Prendi una Bambina che non mangia.
Non le piace niente, non ha fame mai.
Prendi una Bambina che pensa
oggi non mangio, domani mangerò.
Poi la sera non trova niente che le piace
e la Bambina dice mangerò domani, non fa niente.
Prendi una Bambina che mangia solo qualche volta
quando c’è quella sola cosa che le piace.
Prendi quella Bambina che non riesce a mangiare
carne di fagiano a casa della compagna ricca,
non riesce a mangiare Emmenthal.
A casa sua non ha mai mangiato fagiano.
A casa sua non ha mai mangiato Emmenthal.

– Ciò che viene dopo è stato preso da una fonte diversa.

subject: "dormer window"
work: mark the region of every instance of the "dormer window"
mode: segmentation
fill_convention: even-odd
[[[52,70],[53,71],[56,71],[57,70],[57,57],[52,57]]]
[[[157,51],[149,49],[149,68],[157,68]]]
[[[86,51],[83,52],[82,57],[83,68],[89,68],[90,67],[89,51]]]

A casa sua di fagiani ne alleva due suo padre,
ma solo per la bellezza. Per la bellezza
dei colori del fagiano maschio, per la modestia
dei colori della fagiana femmina, umile,
sottomessa, una vera donnina.
La Bambina ne ha abbastanza di amiche
più ricche di lei, hanno case più belle.
Non hanno nonne che scatarrano dentro
i fazzoletti. Hanno case nobiliari, piene
d’argenti. La Bambina non ha niente,
neanche una camera sua, dorme con la nonna.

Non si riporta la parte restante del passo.